XEN-D0501, a Novel TRPV1 Antagonist, Does Not Reduce Cough in Refractory Cough Patients

Research output: Contribution to journalArticlepeer-review

  • External authors:
  • Maria G Belvisi
  • Mark A Birrell
  • Michael A. Wortley
  • Sarah A. Maher
  • Imran Satia
  • Huda Badri
  • Patrick Round
  • Lorcan McGarvey
  • John Ford

Abstract

RATIONALE: Heightened cough responses to inhaled capsaicin, a TRPV1 agonist, are characteristic of patients with chronic cough. However, previously a TRPV1 antagonist (SB-705498) failed to improve spontaneous cough frequency in these patients despite small reductions in capsaicin-evoked cough.

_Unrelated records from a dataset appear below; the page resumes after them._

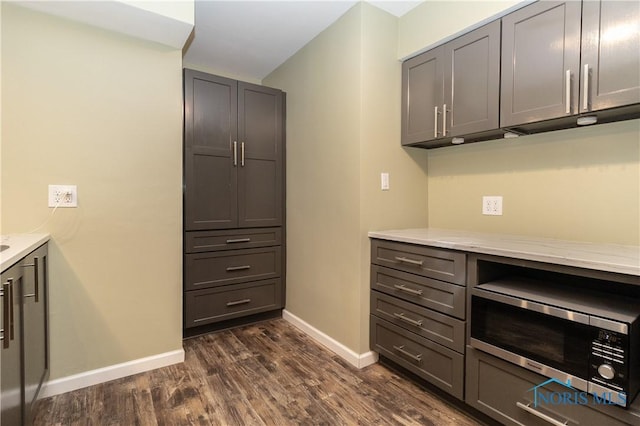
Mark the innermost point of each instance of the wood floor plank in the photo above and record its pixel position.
(263, 374)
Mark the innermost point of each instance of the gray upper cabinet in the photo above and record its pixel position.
(540, 62)
(233, 153)
(453, 89)
(422, 96)
(472, 82)
(610, 55)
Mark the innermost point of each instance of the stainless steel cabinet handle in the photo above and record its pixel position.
(11, 312)
(235, 153)
(239, 302)
(416, 358)
(238, 268)
(444, 120)
(238, 240)
(567, 94)
(401, 316)
(540, 415)
(402, 287)
(5, 314)
(409, 261)
(585, 95)
(36, 272)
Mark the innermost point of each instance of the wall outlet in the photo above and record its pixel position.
(63, 196)
(492, 205)
(384, 181)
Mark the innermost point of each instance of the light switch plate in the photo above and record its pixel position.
(63, 196)
(384, 181)
(492, 205)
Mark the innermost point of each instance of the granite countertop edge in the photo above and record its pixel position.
(615, 258)
(20, 245)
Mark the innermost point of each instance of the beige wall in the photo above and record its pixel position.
(577, 184)
(343, 97)
(102, 111)
(435, 20)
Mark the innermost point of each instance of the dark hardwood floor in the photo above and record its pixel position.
(264, 374)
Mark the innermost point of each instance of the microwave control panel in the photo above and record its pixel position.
(608, 360)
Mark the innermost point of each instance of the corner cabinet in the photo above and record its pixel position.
(452, 90)
(24, 350)
(234, 185)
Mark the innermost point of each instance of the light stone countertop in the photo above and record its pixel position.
(20, 245)
(604, 257)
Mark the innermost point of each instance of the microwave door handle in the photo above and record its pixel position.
(540, 415)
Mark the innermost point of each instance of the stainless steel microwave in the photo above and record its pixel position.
(590, 338)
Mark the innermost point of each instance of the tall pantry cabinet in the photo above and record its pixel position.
(234, 187)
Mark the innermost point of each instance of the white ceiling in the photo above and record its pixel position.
(249, 39)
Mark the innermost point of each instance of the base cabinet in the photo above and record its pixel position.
(418, 309)
(24, 353)
(507, 393)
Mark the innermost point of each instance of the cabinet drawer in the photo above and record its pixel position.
(495, 387)
(442, 265)
(205, 270)
(223, 303)
(202, 241)
(437, 295)
(440, 328)
(438, 365)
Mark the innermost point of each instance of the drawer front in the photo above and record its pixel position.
(495, 387)
(223, 303)
(437, 295)
(442, 265)
(438, 365)
(204, 270)
(440, 328)
(202, 241)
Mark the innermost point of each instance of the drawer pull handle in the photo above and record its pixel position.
(402, 287)
(416, 358)
(239, 302)
(238, 268)
(409, 261)
(401, 316)
(238, 240)
(540, 415)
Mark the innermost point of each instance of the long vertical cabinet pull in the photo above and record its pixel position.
(444, 120)
(5, 314)
(585, 95)
(12, 335)
(567, 94)
(36, 280)
(235, 153)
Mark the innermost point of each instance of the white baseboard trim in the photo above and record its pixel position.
(106, 374)
(357, 360)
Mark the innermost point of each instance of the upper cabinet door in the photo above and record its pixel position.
(472, 81)
(610, 54)
(540, 62)
(422, 97)
(260, 171)
(211, 151)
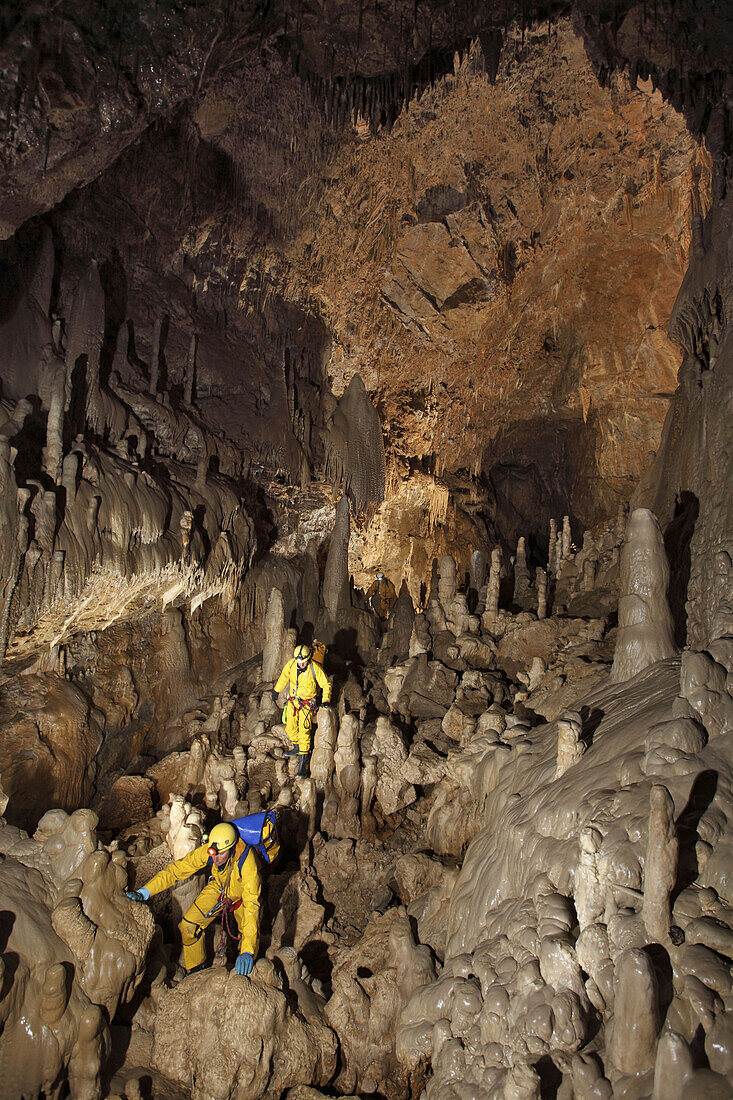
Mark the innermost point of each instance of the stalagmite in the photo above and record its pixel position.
(633, 1041)
(589, 892)
(540, 581)
(645, 627)
(69, 476)
(336, 574)
(273, 628)
(673, 1068)
(492, 591)
(201, 463)
(368, 788)
(660, 864)
(447, 584)
(589, 575)
(478, 572)
(569, 746)
(309, 584)
(321, 759)
(54, 448)
(155, 358)
(190, 371)
(566, 537)
(521, 572)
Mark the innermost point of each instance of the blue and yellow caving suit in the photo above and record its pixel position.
(302, 704)
(236, 886)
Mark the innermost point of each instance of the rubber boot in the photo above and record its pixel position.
(303, 763)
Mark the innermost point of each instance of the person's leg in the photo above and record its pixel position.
(193, 924)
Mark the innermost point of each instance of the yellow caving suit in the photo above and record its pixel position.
(302, 703)
(382, 596)
(228, 881)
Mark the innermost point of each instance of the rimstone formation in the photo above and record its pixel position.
(293, 297)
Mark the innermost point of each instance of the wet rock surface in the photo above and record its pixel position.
(283, 298)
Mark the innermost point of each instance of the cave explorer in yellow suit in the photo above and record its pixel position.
(305, 677)
(232, 888)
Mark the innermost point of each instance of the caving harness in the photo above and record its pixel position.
(258, 832)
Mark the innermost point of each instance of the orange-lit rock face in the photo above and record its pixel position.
(501, 271)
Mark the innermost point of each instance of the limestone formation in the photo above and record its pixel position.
(492, 591)
(540, 584)
(521, 573)
(633, 1042)
(660, 865)
(369, 320)
(190, 371)
(155, 358)
(347, 778)
(551, 562)
(336, 575)
(274, 625)
(645, 631)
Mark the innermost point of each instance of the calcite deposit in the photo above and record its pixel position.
(292, 295)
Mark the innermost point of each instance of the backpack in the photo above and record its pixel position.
(259, 832)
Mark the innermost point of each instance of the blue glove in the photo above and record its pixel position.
(141, 894)
(244, 964)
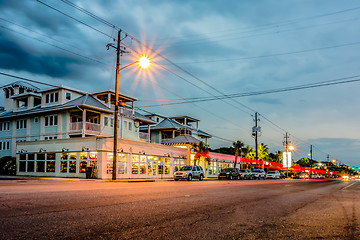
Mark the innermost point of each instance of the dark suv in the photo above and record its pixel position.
(229, 173)
(189, 172)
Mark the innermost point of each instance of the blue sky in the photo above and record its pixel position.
(231, 46)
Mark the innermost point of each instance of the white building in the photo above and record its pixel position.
(60, 131)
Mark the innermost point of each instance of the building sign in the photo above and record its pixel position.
(92, 155)
(286, 159)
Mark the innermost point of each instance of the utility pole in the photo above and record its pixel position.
(116, 112)
(256, 134)
(119, 53)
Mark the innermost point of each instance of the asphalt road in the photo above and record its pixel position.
(258, 209)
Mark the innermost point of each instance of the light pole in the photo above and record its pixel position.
(143, 63)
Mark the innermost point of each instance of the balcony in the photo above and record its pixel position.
(127, 112)
(90, 128)
(144, 136)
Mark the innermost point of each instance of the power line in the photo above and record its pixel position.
(54, 39)
(274, 54)
(142, 44)
(27, 79)
(247, 94)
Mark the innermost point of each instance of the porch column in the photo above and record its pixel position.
(84, 123)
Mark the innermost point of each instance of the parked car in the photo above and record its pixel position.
(258, 173)
(273, 174)
(304, 176)
(229, 173)
(245, 174)
(189, 172)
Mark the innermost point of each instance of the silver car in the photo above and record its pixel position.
(258, 173)
(189, 172)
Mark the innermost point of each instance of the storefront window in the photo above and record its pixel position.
(63, 166)
(22, 166)
(122, 163)
(31, 162)
(135, 169)
(83, 155)
(50, 166)
(142, 168)
(72, 156)
(40, 166)
(72, 166)
(83, 165)
(41, 156)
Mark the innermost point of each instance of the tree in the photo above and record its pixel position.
(7, 165)
(263, 153)
(238, 146)
(201, 150)
(276, 157)
(249, 152)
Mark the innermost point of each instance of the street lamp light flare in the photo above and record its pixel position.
(144, 62)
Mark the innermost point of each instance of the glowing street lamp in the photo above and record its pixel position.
(143, 62)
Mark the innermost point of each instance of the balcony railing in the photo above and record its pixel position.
(124, 111)
(144, 136)
(78, 126)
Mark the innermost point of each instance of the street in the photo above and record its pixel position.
(251, 209)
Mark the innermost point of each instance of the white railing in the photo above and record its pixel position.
(78, 126)
(123, 111)
(144, 136)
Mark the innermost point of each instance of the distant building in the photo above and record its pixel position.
(61, 131)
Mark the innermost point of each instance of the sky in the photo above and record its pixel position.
(203, 49)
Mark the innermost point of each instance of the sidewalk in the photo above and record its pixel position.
(4, 177)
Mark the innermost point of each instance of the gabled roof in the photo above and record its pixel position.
(111, 91)
(169, 123)
(142, 118)
(180, 140)
(202, 133)
(87, 101)
(25, 94)
(22, 84)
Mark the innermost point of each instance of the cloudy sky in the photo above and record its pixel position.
(206, 49)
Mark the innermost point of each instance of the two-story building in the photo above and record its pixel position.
(60, 131)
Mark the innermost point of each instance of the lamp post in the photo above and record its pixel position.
(143, 62)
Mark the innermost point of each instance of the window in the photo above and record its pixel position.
(51, 120)
(20, 124)
(50, 137)
(5, 126)
(52, 97)
(5, 145)
(68, 96)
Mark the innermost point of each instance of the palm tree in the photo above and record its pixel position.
(263, 152)
(202, 150)
(238, 145)
(249, 152)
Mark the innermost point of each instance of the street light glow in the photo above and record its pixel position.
(144, 62)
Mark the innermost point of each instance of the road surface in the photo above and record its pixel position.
(254, 209)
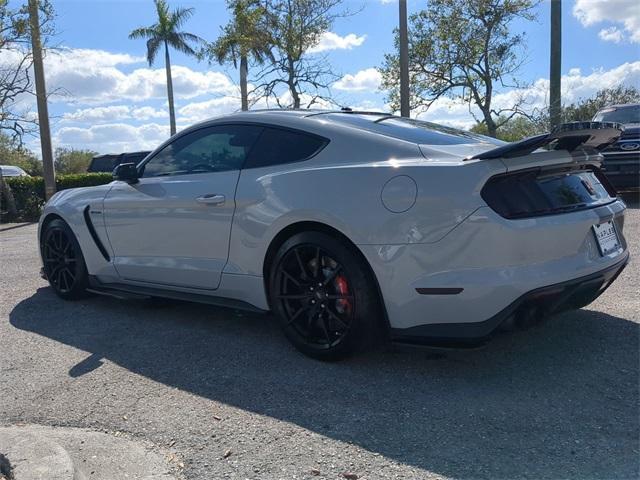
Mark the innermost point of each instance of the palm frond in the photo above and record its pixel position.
(143, 32)
(190, 37)
(179, 44)
(179, 16)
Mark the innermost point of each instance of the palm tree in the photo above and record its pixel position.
(165, 33)
(244, 37)
(555, 101)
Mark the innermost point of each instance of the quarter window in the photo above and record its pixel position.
(276, 146)
(210, 149)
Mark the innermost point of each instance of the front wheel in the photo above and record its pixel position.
(323, 296)
(64, 264)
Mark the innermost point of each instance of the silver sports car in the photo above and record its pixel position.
(349, 226)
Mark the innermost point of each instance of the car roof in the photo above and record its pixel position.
(620, 105)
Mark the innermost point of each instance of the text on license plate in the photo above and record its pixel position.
(606, 237)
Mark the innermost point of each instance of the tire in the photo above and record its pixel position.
(324, 296)
(64, 264)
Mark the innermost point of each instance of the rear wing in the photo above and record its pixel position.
(568, 136)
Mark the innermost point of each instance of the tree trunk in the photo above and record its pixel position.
(294, 95)
(172, 111)
(243, 83)
(41, 100)
(555, 102)
(404, 61)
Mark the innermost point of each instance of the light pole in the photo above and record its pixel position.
(41, 99)
(404, 60)
(555, 67)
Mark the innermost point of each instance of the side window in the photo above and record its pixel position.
(210, 149)
(277, 146)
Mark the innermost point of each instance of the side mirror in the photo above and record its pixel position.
(126, 172)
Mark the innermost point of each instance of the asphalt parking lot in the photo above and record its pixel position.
(224, 393)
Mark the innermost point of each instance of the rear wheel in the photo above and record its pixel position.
(64, 264)
(324, 296)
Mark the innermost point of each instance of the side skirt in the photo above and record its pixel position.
(132, 292)
(528, 309)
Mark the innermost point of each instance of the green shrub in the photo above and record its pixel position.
(28, 192)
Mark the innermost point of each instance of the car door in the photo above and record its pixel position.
(172, 227)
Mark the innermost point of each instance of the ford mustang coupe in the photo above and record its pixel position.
(349, 226)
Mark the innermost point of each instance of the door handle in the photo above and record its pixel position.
(211, 199)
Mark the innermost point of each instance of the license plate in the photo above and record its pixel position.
(606, 237)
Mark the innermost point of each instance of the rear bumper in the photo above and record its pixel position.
(486, 265)
(533, 305)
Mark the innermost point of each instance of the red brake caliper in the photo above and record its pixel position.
(342, 288)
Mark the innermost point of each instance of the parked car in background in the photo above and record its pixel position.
(11, 171)
(107, 162)
(622, 159)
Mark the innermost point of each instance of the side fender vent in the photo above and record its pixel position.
(94, 235)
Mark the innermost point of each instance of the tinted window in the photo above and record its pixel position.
(136, 157)
(277, 146)
(415, 131)
(11, 171)
(211, 149)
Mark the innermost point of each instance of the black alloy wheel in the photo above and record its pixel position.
(63, 262)
(323, 296)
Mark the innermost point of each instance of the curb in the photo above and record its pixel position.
(34, 457)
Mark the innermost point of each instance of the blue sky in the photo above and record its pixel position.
(112, 101)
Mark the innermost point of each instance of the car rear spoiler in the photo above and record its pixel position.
(568, 136)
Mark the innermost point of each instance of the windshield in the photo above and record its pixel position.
(630, 114)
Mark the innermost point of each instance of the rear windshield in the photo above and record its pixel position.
(629, 114)
(8, 171)
(410, 130)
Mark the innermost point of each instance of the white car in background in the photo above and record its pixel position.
(349, 226)
(11, 171)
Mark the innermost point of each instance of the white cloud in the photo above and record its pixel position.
(611, 34)
(333, 41)
(94, 77)
(575, 86)
(625, 12)
(198, 111)
(113, 112)
(364, 80)
(112, 138)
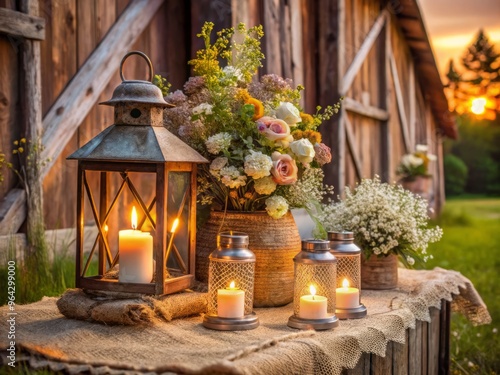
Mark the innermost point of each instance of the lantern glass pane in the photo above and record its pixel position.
(348, 267)
(178, 219)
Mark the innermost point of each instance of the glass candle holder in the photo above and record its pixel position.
(314, 287)
(230, 284)
(348, 282)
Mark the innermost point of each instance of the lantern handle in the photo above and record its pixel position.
(144, 56)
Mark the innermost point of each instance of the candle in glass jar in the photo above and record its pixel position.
(136, 254)
(312, 306)
(347, 298)
(231, 302)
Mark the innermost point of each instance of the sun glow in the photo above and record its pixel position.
(478, 106)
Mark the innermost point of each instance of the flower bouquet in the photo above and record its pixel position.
(386, 219)
(265, 153)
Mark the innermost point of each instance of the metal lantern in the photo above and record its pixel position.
(348, 283)
(136, 166)
(314, 287)
(230, 284)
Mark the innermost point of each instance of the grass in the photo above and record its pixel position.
(471, 245)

OBJECTIVES: XEN-D0501 (potent TRPV1 antagonist) was compared with SB-705498 in pre-clinical studies to establish whether an improved efficacy profile would support a further clinical trial of XEN-D0501 in refractory chronic cough.

METHODS: XEN-D0501 and SB-705498 were profiled against capsaicin in a sensory nerve activation assay and in vivo potency established against capsaicin-induced cough in the guinea pig. Twenty patients with refractory chronic cough participated in a double-blind, randomised, placebo-controlled, crossover study evaluating the effect of 14 days XEN-D0501 (oral, 4mg bd) versus placebo on awake cough frequency (primary outcome), capsaicin-evoked cough and patient reported outcomes.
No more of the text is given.